Constitutional Classifiers++: Efficient Production-Grade Defenses against Universal Jailbreaks¶
Conference: ICLR2026
OpenReview: https://openreview.net/forum?id=eNvsH5Ye2V
Paper: OpenReview
Code: None
Area: LLM Security
Keywords: Universal Jailbreak Defense, Constitutional Classifiers, exchange classifier, Linear Probes, Classifier Cascades
TL;DR¶
This paper advances Constitutional Classifiers from "robust but expensive" safety filters to a production-grade version: by combining an exchange classifier with context awareness, a two-stage cascade, and an activation-based linear probe, it enhances robustness in universal jailbreak red-teaming while reducing computational overhead to approximately \(1/40\) of a single exchange classifier.
Background & Motivation¶
Background: When Large Language Models (LLMs) face jailbreaks, a common defense is to train a safety classifier at the input, output, or dialogue exchange level to refuse requests or responses that might induce dangerous content.
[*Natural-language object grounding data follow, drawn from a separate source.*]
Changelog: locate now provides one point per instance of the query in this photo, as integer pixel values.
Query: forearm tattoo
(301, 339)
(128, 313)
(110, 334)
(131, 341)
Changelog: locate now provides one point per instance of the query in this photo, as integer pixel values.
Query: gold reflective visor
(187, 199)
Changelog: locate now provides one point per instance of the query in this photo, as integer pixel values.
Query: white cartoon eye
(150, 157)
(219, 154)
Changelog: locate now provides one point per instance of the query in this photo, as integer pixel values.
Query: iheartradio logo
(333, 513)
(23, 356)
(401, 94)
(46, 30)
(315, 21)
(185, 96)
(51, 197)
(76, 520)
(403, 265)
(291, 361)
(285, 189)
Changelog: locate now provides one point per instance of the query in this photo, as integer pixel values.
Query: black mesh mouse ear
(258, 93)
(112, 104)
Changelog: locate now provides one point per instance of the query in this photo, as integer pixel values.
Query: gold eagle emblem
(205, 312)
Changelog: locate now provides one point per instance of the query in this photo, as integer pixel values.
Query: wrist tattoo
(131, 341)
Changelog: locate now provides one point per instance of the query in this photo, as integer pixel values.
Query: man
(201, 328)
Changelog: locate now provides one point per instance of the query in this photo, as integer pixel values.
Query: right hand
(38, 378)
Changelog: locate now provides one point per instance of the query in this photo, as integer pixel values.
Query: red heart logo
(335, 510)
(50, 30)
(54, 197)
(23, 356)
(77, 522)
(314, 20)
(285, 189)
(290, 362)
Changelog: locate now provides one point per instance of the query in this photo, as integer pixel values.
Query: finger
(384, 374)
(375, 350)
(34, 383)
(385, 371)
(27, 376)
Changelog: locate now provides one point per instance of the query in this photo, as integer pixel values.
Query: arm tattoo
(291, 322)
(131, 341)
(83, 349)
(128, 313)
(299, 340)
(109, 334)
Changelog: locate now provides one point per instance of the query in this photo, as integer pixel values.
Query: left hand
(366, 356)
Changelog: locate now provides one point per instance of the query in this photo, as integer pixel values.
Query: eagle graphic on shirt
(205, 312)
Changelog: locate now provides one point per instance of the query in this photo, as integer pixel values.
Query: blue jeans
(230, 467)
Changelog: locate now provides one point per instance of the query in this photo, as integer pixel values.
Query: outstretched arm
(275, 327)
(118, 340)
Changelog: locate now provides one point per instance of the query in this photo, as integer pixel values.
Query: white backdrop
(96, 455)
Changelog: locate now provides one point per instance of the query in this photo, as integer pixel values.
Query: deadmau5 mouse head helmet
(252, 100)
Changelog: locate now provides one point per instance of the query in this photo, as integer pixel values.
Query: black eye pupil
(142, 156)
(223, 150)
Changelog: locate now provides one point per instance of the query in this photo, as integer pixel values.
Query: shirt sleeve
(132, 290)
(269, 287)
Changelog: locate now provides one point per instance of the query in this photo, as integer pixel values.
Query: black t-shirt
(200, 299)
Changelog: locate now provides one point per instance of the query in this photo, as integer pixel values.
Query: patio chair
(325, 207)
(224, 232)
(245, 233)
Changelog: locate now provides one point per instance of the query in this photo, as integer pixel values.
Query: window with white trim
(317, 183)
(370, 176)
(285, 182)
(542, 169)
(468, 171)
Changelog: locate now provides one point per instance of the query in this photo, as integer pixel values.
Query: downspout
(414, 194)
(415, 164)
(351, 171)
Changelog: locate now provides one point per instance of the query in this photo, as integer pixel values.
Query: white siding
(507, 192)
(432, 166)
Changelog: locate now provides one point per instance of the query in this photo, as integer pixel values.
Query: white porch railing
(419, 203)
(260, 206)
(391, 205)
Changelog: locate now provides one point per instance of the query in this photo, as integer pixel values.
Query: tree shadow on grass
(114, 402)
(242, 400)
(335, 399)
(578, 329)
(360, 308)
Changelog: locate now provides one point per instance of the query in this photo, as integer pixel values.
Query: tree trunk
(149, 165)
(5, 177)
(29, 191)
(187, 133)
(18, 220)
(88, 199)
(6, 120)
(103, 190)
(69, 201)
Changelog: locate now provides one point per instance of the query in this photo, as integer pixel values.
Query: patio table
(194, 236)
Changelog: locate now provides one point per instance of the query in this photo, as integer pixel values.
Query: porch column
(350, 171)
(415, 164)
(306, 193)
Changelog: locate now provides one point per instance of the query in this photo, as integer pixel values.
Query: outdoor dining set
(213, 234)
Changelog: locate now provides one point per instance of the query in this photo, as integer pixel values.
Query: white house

Constitutional Classifiers are a representative solution in this line: they do not directly modify the main model but place a monitor before and after the model that follows a safety constitution to judge whether the current interaction touches on high-risk content.
Limitations of Prior Work: Previous generation systems used separate input and output classifiers. While these could block many universal jailbreaks upon deployment, two practical issues remained. First, attackers can fragment harmful intent across a large context, making it invisible to the input classifier. Second, an output classifier might not understand metaphors, substitution words, or formatted encodings if it only examines the response in isolation from the input context. Worse, production environments require controlled false refusal rates and inference costs; a system cannot sacrifice user experience or introduce an expensive LLM classifier for every generation.
Key Challenge: The paper addresses a three-way trade-off rather than a simple "accuracy improvement" problem: jailbreak defense must be strong enough, false refusals on production traffic must be sufficiently low, and computational overhead must be low enough for long-term online operation. The previous generation of Constitutional Classifiers lacked robustness because it decoupled output from input, while directly using a stronger exchange classifier would significantly increase costs.
Goal: The authors aim to build a production-grade LLM jailbreak defense system. Specifically, it must identify dangerous exchanges formed jointly by input and output, maintain minimal monitoring costs for most normal traffic, and withstand prolonged human red-teaming, particularly against CBRN-related (Chemical, Biological, Radiological, and Nuclear) universal jailbreak attacks.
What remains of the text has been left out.